At present, the state creates a two-tier system for a recognized party’s governance. If a party can claim at least 30 percent of the state’s registrants, it must elect to the governing state central committee one male and female member for each House district, or 210 total. Otherwise, it can set up the composition of the SCC however it likes (except that if it is the party of the governor, he or his designee has a seat).
The change to the law that released all but Democrats out of this straitjacket came over three decades ago, when Democrats held a solid majority of registrants and Republicans not many. Two decades ago, the GOP only claimed 22 percent, but now have 31 percent.
Back then, Democrats nationwide had a spate of mandating parity by sex in elected party governance. That’s not necessarily a bad thing; in fact, Republicans do it for appointive national committee members.
But Louisiana Republicans chose another method at the state level. They elected using state senate districts as the basic unit, and from each would elect proportionally to Republican candidate support in elections, leaving some districts with as few as 2 and as many as 11 to total 230. No requirements exist for parity by sex or anything else.
Because state law would require the party to mold itself into the same model followed by Democrats, Republican leaders sued, and they have a case, as it has happened before. In 1996, the party successfully invalidated a Louisiana statute that set the divide at only 25 percent and dictated number of representatives per House district by number of registrants. The state Supreme Court correctly noted that U.S. Supreme Court jurisdiction allowed state intervention into party governance only when it had a compelling interest, and none was present then, or now.
In the upcoming regular session, legislators simply should excise any reference to setting a number of seats on an SCC and the districting by which they win election (the Court has ruled that a state may specify that counties could appoint the same number of delegates to the SCC, but in that case state law also empowered the state party convention as the ultimate governing authority, a feature absent in Louisiana law). With the court case having discouraged GOP Sec. of State Kyle Ardoin from qualifying his party’s candidates for these offices earlier this month in time for the presidential preference primaries this spring, the Republicans could qualify and elect their candidates in the fall election cycle after the legal change.

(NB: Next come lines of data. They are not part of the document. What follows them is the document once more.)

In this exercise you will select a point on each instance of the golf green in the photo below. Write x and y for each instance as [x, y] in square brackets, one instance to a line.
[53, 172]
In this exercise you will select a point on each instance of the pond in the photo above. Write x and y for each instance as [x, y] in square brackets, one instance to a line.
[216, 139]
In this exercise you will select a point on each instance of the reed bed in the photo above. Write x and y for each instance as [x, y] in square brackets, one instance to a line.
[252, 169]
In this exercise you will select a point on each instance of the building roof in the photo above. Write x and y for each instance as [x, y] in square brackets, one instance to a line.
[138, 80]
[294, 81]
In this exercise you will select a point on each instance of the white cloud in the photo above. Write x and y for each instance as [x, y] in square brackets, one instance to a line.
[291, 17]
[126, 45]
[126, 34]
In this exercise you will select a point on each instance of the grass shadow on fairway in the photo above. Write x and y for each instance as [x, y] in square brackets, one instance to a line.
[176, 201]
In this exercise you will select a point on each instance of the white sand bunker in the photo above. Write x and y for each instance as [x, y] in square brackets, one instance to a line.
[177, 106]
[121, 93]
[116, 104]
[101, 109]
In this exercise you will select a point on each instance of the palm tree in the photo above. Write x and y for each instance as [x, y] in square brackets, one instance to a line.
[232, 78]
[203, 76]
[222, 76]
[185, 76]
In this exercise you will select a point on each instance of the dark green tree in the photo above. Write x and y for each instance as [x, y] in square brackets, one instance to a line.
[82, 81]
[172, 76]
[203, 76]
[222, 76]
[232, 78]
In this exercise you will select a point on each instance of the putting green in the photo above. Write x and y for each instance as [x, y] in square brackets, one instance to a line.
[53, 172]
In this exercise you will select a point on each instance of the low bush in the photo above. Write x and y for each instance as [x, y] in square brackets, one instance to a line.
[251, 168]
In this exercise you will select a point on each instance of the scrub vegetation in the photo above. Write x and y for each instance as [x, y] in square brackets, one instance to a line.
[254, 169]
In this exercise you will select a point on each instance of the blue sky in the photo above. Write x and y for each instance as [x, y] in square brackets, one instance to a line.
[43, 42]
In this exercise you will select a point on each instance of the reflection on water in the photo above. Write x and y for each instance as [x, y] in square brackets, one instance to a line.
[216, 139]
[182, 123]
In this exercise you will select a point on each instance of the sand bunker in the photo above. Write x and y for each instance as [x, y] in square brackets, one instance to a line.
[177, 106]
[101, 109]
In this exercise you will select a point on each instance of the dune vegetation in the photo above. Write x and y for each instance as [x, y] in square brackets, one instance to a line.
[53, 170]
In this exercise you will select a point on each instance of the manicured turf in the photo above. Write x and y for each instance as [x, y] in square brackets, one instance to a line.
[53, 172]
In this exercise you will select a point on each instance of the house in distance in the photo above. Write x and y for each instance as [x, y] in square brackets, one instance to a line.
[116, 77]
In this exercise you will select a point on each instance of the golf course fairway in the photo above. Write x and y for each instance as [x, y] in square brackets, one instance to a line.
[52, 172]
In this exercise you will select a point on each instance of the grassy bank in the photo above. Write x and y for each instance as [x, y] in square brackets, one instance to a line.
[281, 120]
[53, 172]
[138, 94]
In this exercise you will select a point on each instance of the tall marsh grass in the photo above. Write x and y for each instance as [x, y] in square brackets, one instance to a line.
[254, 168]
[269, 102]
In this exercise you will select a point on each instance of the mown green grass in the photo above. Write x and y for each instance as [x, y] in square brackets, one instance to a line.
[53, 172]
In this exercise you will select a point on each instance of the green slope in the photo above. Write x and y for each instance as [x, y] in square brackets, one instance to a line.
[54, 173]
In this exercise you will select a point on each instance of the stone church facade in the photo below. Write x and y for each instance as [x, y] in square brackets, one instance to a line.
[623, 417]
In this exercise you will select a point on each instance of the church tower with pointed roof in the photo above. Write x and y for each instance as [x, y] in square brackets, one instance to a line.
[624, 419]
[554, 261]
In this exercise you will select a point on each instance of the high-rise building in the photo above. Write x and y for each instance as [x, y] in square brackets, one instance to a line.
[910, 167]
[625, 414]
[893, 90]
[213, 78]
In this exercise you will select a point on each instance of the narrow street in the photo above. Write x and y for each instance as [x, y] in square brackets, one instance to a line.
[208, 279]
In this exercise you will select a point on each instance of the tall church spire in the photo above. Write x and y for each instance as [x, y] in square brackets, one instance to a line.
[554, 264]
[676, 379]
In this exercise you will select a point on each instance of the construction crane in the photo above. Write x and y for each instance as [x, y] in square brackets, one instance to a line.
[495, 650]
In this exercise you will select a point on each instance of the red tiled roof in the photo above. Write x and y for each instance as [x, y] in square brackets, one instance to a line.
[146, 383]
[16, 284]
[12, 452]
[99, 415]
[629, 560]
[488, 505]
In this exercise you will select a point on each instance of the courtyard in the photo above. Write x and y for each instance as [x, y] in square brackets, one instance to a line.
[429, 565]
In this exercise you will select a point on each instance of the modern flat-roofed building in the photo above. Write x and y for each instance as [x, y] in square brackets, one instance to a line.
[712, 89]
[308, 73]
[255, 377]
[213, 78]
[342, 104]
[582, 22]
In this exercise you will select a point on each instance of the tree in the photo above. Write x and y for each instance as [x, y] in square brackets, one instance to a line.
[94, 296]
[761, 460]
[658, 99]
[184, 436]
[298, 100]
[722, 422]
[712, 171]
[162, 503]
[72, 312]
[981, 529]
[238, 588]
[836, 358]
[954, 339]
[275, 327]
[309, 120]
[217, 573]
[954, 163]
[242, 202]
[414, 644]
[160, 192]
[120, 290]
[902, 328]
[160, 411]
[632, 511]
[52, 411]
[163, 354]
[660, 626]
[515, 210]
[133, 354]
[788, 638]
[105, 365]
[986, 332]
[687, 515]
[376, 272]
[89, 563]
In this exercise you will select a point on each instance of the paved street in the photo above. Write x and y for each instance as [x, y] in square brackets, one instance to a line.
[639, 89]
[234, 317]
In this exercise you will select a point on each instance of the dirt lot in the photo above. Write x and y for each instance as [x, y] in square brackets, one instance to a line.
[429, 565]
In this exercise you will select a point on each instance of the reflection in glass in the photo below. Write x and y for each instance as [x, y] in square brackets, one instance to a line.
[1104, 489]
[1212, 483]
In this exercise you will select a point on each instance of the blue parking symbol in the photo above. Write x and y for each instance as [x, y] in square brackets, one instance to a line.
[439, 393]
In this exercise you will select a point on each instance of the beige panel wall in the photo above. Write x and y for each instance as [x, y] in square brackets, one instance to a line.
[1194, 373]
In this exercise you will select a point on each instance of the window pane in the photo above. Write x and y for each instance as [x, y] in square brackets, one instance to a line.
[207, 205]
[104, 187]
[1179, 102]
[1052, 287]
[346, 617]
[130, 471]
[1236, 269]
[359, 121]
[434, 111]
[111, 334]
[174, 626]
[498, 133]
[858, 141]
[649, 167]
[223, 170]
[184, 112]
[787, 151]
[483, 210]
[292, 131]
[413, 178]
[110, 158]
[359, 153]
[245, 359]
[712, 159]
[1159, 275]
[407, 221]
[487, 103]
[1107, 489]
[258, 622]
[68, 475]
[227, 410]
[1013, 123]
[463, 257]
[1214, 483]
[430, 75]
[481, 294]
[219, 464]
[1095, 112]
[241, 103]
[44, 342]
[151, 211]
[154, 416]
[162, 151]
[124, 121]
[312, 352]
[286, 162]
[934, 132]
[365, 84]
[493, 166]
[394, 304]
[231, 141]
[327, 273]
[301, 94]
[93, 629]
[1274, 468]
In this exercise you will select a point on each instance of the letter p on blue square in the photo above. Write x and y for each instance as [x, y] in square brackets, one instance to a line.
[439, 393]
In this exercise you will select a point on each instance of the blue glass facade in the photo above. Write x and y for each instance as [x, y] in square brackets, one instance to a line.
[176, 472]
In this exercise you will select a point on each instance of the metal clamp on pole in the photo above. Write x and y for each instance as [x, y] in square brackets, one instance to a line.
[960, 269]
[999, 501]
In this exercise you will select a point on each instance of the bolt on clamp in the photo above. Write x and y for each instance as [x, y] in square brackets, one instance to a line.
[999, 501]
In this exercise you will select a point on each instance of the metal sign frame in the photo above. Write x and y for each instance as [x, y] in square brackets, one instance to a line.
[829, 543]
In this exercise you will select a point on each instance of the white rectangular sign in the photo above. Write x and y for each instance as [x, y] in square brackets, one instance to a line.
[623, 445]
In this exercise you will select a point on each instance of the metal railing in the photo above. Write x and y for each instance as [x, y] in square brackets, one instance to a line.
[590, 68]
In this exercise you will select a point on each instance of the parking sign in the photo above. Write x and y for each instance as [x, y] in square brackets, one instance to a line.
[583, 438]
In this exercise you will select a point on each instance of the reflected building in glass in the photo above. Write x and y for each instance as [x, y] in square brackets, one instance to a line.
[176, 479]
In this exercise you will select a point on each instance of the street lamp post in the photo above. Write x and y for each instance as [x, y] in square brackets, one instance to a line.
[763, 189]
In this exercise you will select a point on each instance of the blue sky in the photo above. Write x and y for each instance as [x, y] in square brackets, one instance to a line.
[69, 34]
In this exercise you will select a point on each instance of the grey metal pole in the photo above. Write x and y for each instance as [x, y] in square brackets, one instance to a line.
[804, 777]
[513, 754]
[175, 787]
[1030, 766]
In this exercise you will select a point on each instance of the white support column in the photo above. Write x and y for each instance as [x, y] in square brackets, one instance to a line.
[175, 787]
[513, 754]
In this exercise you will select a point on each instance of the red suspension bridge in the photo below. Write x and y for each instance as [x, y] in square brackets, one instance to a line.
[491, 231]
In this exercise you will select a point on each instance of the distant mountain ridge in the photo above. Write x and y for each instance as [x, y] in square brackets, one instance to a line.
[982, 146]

At the same time, given this new freedom, parties shouldn’t go overboard. Democrats seem happy with their arrangement, but the current system leaves too many vacancies (one tenth this year) in part because of the parity requirement. They should eliminate that. And Republicans historically have suffered the same indifference because of the large number of seats; perhaps they should revert to the situation a quarter-century ago before the law passed that they challenged where they sent one per House district and then added 64 bonus seats on the basis of registered Republicans in the district (0 to 4 extra).
Particularly in the case of Democrats, it might be fashionable to follow ideology with its attempt to create faux equal representation with its parity requirement. But the real injury comes when a governance structure is unwieldy enough that its districting creates seats no one wants to contest, robbing registrants of their ability to elect their own representatives. With a state political culture that has made Louisiana parties the country’s weakest and least relevant, they don’t need to shoot themselves in their own feet.
The GOP-majority legislature should change the law this spring to let parties do what they want in stocking their SCCs. That’s what its party wants, and it could help the party of their adversaries become more relevant as part of that.